Sıla anında reddederkenona sinirle baktım. Bulut hoca " Ona vurmak yerine beninle konuşabilirdin" deyip onu savununca dişlerimi sıktım. Sen istedin Bulut hoca!
Cebimden telefonu çıkarıp müdürün masasının üstüne seslice koydum. Hepsi bana bakarken Bulut hoca'nın gözlerine bakıp kaydı açtım.
Sıla'nın tuvalette söylediği şeyler sessiz odada ses olurken kayıt bittiğinde telefonumu alıp odadan çıktım. Sinirle dişlerimi sıkmayı bırakmadan sınıfa çıktım. Sınıfa girmeden sakinleşmeye çalışıp derin nefesler aldım. Gerçekten Sıla'ya birşeyler hissediyordu ki onu savunuyordu.
Pişman olmak istemiyordum ama keşke dün onu kurtarmasaydım. Merdivende ayak sesleri gelirken o tarafa baktım. Bulut hoca tek başına geliyordu. Onu beklemeden sınıf kapısına dönüp kolu tutacakken "Mira" dediğinde ona döndüm. Yanıma gelip başıyla karşıdaki boş sınıfı gösterdi. Kola uzanmış elimi indirip peşinden sınıfa girdim. Kapıyı kapatıp ona döndüğümde ifadesiz suratıyla karşılaştım.

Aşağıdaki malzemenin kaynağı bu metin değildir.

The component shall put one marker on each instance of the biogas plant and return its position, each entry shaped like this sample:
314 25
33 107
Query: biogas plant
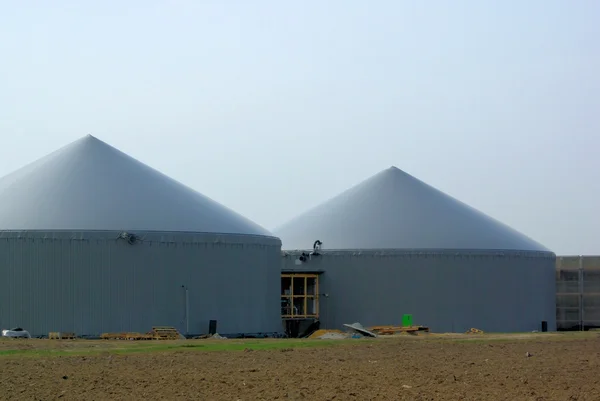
92 241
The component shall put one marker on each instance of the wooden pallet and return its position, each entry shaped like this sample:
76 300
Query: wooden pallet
59 335
390 330
126 336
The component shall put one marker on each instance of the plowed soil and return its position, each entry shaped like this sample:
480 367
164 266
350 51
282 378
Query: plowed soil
405 368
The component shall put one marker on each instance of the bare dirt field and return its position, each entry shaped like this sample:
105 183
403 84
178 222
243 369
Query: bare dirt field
432 367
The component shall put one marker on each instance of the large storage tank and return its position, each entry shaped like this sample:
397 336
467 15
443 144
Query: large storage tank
93 241
393 245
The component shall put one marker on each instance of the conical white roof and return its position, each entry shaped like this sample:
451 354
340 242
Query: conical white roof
91 186
394 210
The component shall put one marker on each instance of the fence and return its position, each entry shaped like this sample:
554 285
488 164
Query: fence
577 292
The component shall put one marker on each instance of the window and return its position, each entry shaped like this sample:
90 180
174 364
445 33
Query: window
299 296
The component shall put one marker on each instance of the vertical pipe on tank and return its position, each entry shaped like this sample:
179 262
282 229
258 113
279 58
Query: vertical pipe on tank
581 317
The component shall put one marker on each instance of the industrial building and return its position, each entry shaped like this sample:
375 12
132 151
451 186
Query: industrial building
578 292
393 245
93 241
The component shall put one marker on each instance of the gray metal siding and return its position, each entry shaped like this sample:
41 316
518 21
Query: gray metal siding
578 292
449 292
59 282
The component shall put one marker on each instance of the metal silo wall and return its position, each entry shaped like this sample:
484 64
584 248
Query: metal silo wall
448 292
91 283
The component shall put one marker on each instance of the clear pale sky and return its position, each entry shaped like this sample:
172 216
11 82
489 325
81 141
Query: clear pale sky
271 107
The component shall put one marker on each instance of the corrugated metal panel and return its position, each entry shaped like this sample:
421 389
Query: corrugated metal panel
394 210
449 292
89 185
54 282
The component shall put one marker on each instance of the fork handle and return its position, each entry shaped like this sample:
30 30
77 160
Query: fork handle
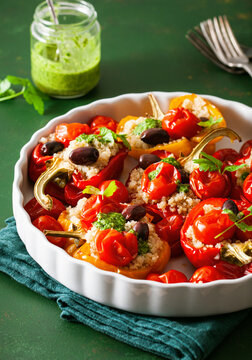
248 68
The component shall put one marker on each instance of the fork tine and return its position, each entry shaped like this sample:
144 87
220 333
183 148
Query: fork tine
221 37
226 38
232 37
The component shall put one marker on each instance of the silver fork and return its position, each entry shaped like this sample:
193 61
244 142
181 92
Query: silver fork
222 41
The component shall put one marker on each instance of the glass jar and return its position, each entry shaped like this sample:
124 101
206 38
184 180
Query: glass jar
65 58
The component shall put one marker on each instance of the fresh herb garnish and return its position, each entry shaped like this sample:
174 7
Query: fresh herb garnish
153 174
210 163
143 247
110 220
29 92
105 136
182 187
244 175
212 121
238 220
109 191
147 124
171 160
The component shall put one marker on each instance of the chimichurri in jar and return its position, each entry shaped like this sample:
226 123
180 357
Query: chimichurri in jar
65 58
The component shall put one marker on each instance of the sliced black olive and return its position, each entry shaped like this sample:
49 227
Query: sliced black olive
146 160
134 212
142 230
84 155
184 176
155 136
51 147
230 205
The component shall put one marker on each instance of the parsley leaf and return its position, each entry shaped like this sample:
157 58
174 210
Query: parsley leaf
212 121
171 160
29 92
153 174
143 247
147 124
182 187
110 220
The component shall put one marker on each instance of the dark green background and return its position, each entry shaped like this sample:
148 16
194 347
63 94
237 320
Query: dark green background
143 48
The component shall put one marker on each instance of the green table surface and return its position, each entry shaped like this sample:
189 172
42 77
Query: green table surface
143 48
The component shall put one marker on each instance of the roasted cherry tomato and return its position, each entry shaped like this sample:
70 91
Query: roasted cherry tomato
173 277
67 132
209 225
180 123
46 222
102 121
164 180
116 248
120 195
208 184
162 154
168 230
227 155
35 210
199 255
247 187
206 274
246 148
94 205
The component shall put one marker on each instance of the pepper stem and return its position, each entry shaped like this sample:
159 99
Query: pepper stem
195 154
237 253
157 112
39 188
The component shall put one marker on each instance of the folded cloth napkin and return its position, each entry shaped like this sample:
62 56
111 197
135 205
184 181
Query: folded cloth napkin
180 338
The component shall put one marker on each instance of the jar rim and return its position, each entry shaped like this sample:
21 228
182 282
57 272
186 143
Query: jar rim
83 7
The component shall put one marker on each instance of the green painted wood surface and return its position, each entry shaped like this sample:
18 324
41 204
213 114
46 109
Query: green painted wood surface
143 48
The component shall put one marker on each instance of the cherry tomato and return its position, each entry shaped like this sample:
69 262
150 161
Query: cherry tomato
35 210
206 274
230 271
67 132
168 230
247 187
120 195
208 184
207 226
154 277
162 154
46 222
116 248
180 122
246 148
173 277
165 182
229 155
102 121
94 205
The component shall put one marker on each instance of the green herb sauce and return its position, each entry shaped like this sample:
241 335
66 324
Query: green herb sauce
69 67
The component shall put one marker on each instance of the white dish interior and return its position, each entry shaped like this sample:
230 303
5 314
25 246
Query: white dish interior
140 296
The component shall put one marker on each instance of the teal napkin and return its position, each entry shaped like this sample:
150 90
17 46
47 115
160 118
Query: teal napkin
180 338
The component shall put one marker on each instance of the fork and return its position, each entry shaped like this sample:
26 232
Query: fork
222 41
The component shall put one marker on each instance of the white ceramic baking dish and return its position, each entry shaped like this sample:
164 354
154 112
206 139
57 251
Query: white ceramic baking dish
140 296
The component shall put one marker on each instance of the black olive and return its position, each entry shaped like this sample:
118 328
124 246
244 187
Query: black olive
142 230
146 160
84 155
134 212
51 147
155 136
184 176
230 205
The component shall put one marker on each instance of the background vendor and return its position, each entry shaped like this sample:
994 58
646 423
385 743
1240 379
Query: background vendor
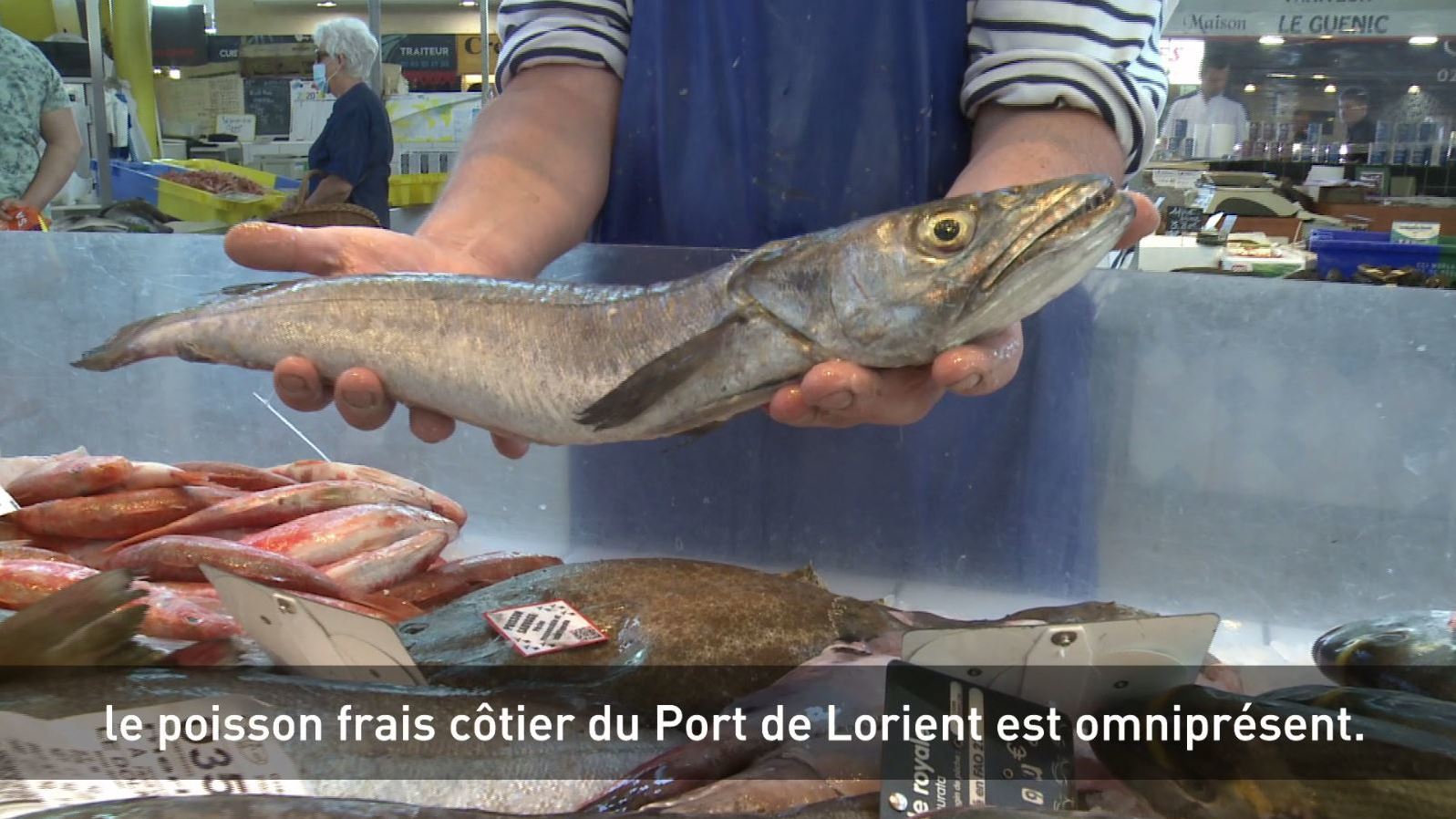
34 107
356 146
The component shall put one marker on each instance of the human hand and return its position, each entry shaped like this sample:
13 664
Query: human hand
358 392
841 394
1012 148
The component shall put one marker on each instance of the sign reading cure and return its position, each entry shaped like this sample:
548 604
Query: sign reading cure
1312 17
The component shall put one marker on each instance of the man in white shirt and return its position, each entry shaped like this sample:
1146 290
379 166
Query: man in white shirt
1207 107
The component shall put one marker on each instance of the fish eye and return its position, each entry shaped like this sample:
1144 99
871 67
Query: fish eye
945 232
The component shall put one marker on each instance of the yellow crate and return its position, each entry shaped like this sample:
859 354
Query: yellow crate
415 188
192 204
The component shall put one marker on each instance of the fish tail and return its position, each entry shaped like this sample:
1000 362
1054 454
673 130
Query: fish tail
80 626
126 347
139 341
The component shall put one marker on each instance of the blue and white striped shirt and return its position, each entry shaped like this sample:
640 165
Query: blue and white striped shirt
1100 56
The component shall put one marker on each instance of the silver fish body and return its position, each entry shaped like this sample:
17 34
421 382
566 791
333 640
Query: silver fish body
594 363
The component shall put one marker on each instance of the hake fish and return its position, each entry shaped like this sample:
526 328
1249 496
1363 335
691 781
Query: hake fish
560 363
422 745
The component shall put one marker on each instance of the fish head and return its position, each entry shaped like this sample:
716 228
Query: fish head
1394 650
904 285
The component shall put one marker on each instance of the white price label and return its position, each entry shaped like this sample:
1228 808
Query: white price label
80 760
542 628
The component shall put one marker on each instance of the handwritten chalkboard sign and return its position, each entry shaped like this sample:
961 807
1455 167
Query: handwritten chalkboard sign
268 99
1184 221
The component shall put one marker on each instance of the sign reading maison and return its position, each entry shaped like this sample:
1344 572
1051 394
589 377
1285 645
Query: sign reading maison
1312 17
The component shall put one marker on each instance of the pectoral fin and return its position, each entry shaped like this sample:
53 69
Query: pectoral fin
656 380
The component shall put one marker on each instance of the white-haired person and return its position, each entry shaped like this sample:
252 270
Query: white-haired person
356 146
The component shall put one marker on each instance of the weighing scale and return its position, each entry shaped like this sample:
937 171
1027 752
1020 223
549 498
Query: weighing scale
1243 194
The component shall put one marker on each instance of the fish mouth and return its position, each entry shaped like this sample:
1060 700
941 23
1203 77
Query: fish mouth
1080 212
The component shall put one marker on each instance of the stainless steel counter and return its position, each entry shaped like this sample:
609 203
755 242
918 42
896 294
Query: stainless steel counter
1277 452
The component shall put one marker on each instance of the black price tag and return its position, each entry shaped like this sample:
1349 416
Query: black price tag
1184 221
966 746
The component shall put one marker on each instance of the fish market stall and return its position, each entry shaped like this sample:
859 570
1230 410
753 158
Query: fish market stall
1273 452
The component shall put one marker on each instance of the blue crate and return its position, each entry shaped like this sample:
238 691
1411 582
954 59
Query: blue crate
1338 254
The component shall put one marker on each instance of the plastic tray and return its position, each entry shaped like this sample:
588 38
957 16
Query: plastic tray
415 188
1338 254
143 181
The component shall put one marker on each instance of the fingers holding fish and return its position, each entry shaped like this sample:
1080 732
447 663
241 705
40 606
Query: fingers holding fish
117 514
841 394
982 366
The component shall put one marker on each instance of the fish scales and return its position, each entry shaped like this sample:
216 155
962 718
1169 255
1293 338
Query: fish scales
743 627
568 363
510 775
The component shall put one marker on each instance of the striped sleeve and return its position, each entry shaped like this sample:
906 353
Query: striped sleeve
578 32
1100 56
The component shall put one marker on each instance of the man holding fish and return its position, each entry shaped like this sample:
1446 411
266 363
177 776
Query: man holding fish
733 123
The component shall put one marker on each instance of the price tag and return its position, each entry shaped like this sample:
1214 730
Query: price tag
543 628
986 748
48 764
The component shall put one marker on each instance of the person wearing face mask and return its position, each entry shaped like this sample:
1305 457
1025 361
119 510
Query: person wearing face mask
356 146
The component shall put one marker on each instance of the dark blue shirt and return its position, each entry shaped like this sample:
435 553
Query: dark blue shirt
357 146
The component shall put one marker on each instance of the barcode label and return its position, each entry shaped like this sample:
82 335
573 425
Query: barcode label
15 790
542 628
76 761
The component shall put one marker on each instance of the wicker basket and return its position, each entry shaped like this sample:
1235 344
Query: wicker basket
294 212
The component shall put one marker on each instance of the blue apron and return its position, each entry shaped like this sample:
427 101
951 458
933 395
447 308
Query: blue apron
744 121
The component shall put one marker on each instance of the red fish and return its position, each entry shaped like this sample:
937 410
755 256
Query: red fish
303 471
236 475
180 557
271 507
68 477
455 579
117 514
383 567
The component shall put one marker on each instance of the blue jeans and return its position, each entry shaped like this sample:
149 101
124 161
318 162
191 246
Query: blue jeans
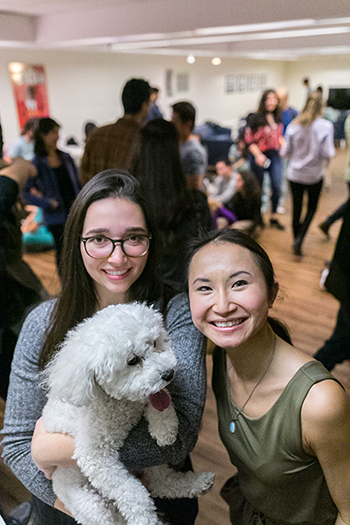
274 171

"Direkt size kaydı dinletebilirdim, ama seni ilgilendirmez dersiniz diye dinletemedim. Aramızda ne olursa olsun yeni gelmişken atılmanızı istem-..."
"Teşekkür ederim"
Bir anda söylediğine sözüm yarım kalmıştı. Gözlerime bakarken "Önemli değil" dedim.
Bana doğru bir adım atmıştı ki birşey demeden sınıftan çıktım. İçimde bir hareketlenme olurken sınıfa girip yeeime oturdum. Bana sonunda teşekkür etmesine şaşırmıştım. Sanane der diye düşünmüştüm.
Boş sınıfta olanlar hariç müdürün odasında olanları Arda ve Aslı'ya anlattım. Arda gülüp "İyi yapmışsın" dedi ve kolumdan tutup beni kendine çekti. Saçlarımı karıştırırken içeri giren Bulut hoca'yla göz göze geldim.